Summary
Gerdes begins with comments on the high illiteracy rate in Africa and the methods of teaching math based on rote memorization which downgraded children's informal practical math skills. Even worse, colonization that took place in the past in Africa had a huge impact on the Mozambicans there and wiped out their unique cultural and mathematical traditions. Later, a "cultural rebirth" recognized and incorporated the Mozambicans' indigeneous mathematics into the new curriculum, emphasizing geometrical forms and patterns of their weaving skills. A new generation of math teachers now investigates and rediscovers the math ideas and the geometrical thinking that their parents and ancestors unconsciously used when weaving various products. One example that the author presents is a square woven button consisting of 4 right triangles whose hypotenuse forms each side of the button and a tilted square in the centre of the button. He explains how to take the button apart in a manner that shows the use of the Pythagorean theorem. Other examples of woven products are funnels, fish traps and soccer balls whose geometric patterns and properties are associated with pyramids, similar figures, polygons, and the sum of all the interior angles of an n-gon.
Reflections
First, the author's statements, "The artisan, who imitates a ... technique, is ... not doing mathematics. But, the artisan(s) who discovered the technique, ... (was) were thinking mathematically. (p140-141)" really resonate with me when I think about the students I tutor. Some of my students tend to imitate how they learn from their math teachers without injecting any creativity into their own problem-solving strategies. The reason is that they fear they will lose marks for not "imitating" their teachers' ways of doing math. Imitating is not learning and telling is not teaching. To ensure "real" learning, I think as an activity, teachers can give their students an opportunity to prepare a lesson plan, deliver it to their peers and demonstrate their creative ways of doing math. Teachers need to be more open-minded about the ways their students do problem-solving.

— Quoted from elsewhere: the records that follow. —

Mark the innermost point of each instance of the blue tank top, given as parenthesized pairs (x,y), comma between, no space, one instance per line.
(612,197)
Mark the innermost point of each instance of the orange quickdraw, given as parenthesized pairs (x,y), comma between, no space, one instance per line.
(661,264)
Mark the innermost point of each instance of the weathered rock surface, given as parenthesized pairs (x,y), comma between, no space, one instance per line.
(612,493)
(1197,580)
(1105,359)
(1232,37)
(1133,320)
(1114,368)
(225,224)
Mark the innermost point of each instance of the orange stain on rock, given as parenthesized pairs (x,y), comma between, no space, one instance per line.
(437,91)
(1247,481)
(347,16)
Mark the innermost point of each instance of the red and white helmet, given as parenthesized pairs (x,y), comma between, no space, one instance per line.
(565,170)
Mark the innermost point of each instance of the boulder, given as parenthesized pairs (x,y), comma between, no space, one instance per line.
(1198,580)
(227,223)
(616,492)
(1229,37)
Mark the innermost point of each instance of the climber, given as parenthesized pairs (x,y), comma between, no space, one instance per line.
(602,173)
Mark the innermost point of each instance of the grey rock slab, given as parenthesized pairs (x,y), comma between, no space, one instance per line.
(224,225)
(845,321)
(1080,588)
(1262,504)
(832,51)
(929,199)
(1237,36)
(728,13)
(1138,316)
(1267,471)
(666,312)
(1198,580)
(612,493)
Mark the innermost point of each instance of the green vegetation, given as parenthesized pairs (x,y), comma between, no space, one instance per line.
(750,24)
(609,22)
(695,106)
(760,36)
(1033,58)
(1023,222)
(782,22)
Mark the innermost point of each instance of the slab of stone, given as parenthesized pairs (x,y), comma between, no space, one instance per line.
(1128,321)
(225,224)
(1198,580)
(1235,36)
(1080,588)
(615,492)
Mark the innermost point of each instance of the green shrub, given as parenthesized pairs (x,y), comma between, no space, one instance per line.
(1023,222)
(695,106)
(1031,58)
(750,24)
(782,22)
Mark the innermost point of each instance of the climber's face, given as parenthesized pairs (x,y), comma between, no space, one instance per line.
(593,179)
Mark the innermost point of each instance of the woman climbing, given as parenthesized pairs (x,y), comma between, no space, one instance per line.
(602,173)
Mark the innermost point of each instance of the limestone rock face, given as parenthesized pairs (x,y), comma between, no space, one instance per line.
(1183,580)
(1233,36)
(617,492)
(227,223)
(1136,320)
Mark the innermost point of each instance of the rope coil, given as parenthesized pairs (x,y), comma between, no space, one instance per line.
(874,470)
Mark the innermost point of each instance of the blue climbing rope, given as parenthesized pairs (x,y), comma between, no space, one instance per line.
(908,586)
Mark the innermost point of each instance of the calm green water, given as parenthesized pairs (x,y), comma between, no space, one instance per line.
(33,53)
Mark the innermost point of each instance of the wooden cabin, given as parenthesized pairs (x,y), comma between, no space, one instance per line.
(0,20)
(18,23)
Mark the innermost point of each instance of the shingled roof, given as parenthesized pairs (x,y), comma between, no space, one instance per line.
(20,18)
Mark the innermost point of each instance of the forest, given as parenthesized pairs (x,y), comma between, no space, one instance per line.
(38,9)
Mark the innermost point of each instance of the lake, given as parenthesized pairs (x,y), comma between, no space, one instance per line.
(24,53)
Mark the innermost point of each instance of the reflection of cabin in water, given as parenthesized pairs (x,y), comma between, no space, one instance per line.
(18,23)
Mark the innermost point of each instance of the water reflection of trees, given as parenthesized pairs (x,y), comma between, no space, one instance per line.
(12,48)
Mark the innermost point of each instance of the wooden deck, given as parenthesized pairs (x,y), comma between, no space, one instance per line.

Second, the weaving skills of the Mozambicans lead me to think of the excellent carving and drawing skills of the Aboriginal Canadians. The First Nations' history in Canada is rich and diverse. Their artworks and sculptures, especially the totem poles, involve a lot of geometric thinking and reasoning, a practical math skill that the indigenous people use unconsciously. Incorporating their artistic works into the math curricula is a way of recognize their contributions to Canada. This makes math more meaningful and interesting to students when they can learn math in the context of Canadian history.
This sounds like an interesting reading. I'm often interested in mathematical patterns in art, and the ways that they can be expanded upon and interpreted by artists. This can also be a good entry point for some reluctant students. One of my favorite assignments has been asking Grade 12 classes learning about transformations to use computer software to make some designs using the various functions (quadratic, linear, exponential, trigonometric). Some students have made some amazing works of art with these. I"m going to try to attach a sample to this comment.
ReplyDeleteOK. I can't figure out how to attach here, I'll bring some samples to class tomorrow.
DeleteThat's an interesting phrase, ``geometric thinking... unconsciously used.'' I wonder how much that unconscious geometrical thinking, in a broad sense, is found throughout the world, in many other cultures. I would guess it is nearly ubiquitous. Mathematical thinking is certainly not reserved for classroom use only, and I like Dave's description of patterns in art as `a good entry point.' I also wonder: could it be enough to do math unconsciously? Sometimes placing the label of `math' on an exercise seems enough to drive away the masses that would otherwise be completely competent, enthusiastic even.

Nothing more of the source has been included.